Archive for March, 2007

my yahoo upgrade? Google home page, thanks.

Thursday, March 8th, 2007

I have been a my.yahoo.com user for a long long time (a decade maybe?? Not sure — a very long time). It gave me a nicely configurable portal through which I could monitor weather, market status, business events, and a bit of entertainment all in one page.

My original layout was 2 columns; a narrow column on left with a list of stocks I care about followed by a bit of weather and some of the photo feeds. The right hand, wider, column contained a set of headline summaries.

With this layout, I could make the window as narrow as I wanted with the only lost information being the right hand, least useful, bits of the headline.

With the “upgraded” layout, the WIDE headlines are on the left and the stock crap is on the right. Stupid. But the worst design sin is that there is now this big bloody fracking square advertisement at the top of my right hand column.

Without scrolling, the information that I care about in my right hand column is now pushed off the bottom of the window. Instead of a banner ad that was outside of my customizable content area, I now have to deal with a non-rectangular content area when laying things out the way I want.

Upgrade? Yeah, sure, I’ll take an upgrade. Google’s personalized homepage is looking like a damned fine upgrade, thanks.

Posted in Rants, Technology | 7 Comments »

What about turning on auto_vacuum on Mail’s envelope index?

Sunday, March 4th, 2007

A couple of days ago, I commented on the vacuum-your-mail-to-make-it-go-faster meme passing through the Mac weblogging community.

In response, Garrett Albright suggested that one could turn on auto_vacuum through a bit of a hack (nice one, too — see the comments).

I wouldn’t do that. It will work. Most of the time. And then it won’t.
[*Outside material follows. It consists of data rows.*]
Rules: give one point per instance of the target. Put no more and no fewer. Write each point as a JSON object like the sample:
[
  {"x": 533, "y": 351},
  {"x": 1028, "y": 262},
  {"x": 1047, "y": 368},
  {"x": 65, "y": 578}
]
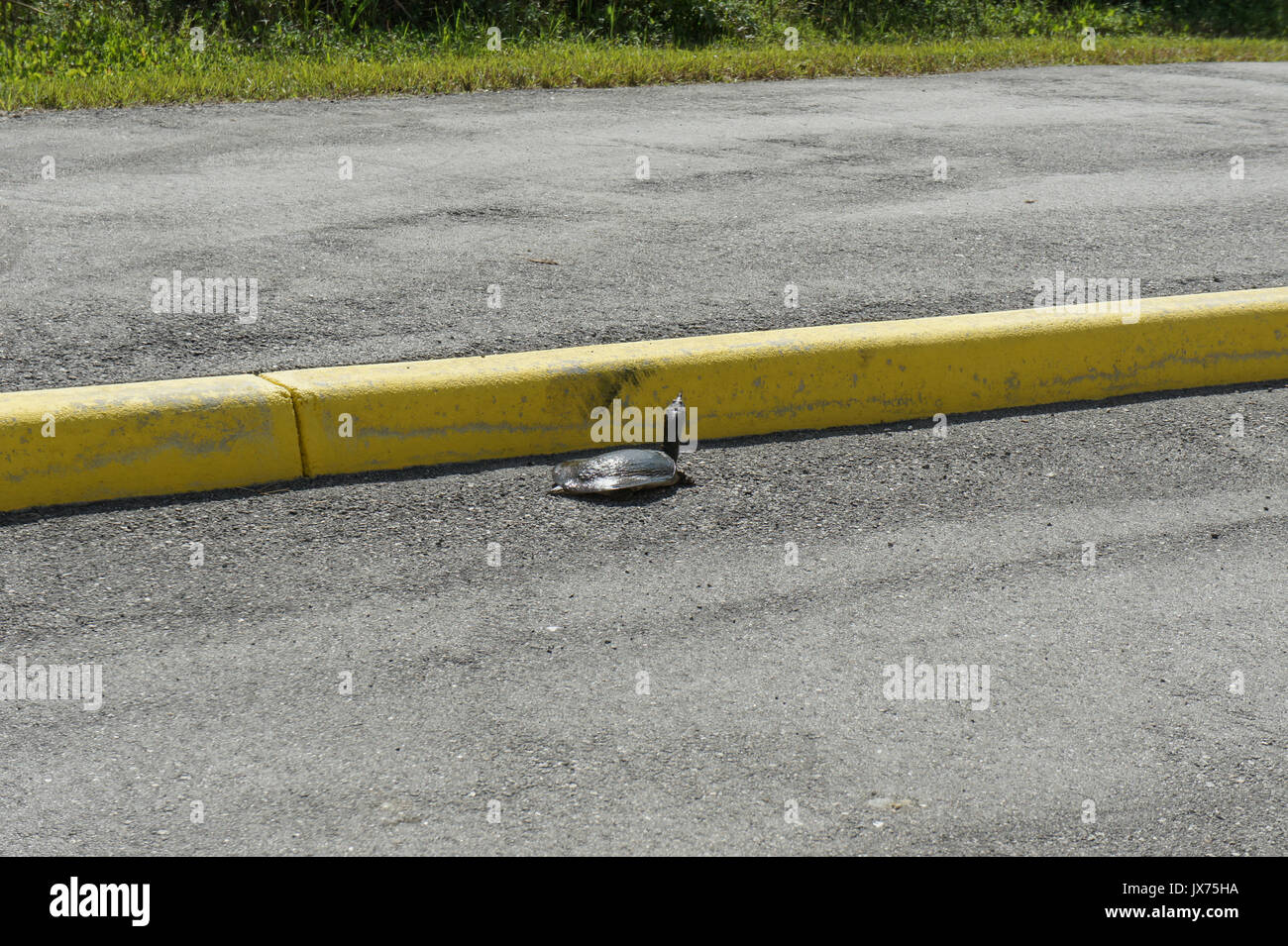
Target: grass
[{"x": 246, "y": 75}]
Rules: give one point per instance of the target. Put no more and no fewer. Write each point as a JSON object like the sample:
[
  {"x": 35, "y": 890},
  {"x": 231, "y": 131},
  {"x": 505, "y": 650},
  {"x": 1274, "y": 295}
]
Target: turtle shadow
[{"x": 627, "y": 497}]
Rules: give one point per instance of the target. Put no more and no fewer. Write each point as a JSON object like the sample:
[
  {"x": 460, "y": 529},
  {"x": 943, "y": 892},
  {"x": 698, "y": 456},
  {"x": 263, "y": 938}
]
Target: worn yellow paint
[
  {"x": 802, "y": 378},
  {"x": 145, "y": 439}
]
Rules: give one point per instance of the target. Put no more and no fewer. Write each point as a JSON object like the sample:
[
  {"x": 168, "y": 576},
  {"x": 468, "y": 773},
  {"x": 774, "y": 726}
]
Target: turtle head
[{"x": 674, "y": 418}]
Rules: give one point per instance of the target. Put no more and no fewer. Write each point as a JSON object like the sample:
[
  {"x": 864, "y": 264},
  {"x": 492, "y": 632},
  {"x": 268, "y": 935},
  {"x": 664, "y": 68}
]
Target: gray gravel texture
[{"x": 518, "y": 683}]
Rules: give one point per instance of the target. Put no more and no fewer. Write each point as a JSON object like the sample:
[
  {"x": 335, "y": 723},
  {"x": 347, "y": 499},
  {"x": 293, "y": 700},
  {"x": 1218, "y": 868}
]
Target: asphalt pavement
[{"x": 454, "y": 662}]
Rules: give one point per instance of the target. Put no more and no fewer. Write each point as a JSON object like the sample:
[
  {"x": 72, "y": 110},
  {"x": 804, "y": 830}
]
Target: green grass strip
[{"x": 555, "y": 64}]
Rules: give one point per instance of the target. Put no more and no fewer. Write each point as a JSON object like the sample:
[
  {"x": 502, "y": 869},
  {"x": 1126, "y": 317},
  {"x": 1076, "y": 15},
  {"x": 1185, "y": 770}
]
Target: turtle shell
[{"x": 616, "y": 473}]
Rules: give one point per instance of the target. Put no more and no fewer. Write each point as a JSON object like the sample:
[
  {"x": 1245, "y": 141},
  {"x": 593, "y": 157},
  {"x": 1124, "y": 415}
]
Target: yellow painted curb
[
  {"x": 391, "y": 416},
  {"x": 80, "y": 444}
]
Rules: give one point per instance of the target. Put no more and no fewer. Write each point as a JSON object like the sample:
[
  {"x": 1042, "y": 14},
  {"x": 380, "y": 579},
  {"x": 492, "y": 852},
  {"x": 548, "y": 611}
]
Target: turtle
[{"x": 621, "y": 472}]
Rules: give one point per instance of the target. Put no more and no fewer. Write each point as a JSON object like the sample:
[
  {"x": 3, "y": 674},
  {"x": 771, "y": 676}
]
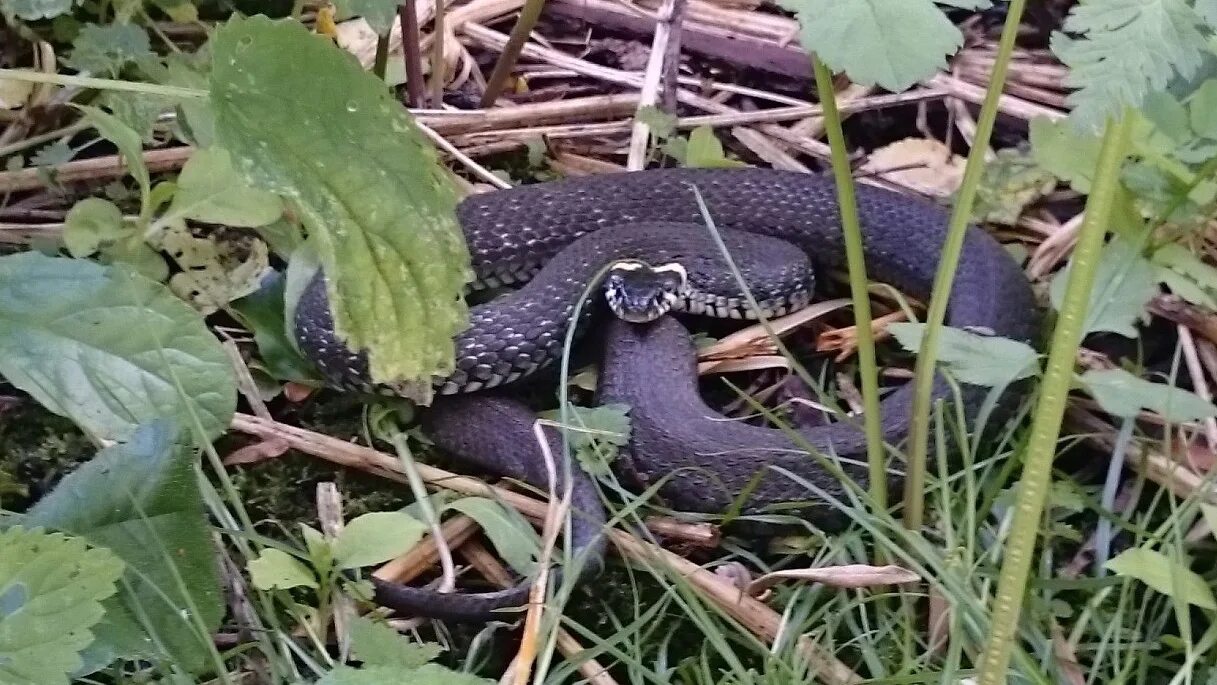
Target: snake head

While there is very little data loss risk — the Envelope Index is just that, an index of all of your Mail — there is a risk and it was clearly left off in Tiger for a reason.

First, auto_vacuum was new to SQLite 3.1.0 and Tiger ships with SQLite 3.1.3, which won’t be updated unless a serious security hole is found. There have been a number of bug fixes to vacuum and vacuum related functionality since 3.1.3. In particular, there have been a handful of fixes that prevent relatively esoteric situations from corrupting a database. Some of these were directly related to auto_vacuum and some were simply catalyzed by auto_vacuum.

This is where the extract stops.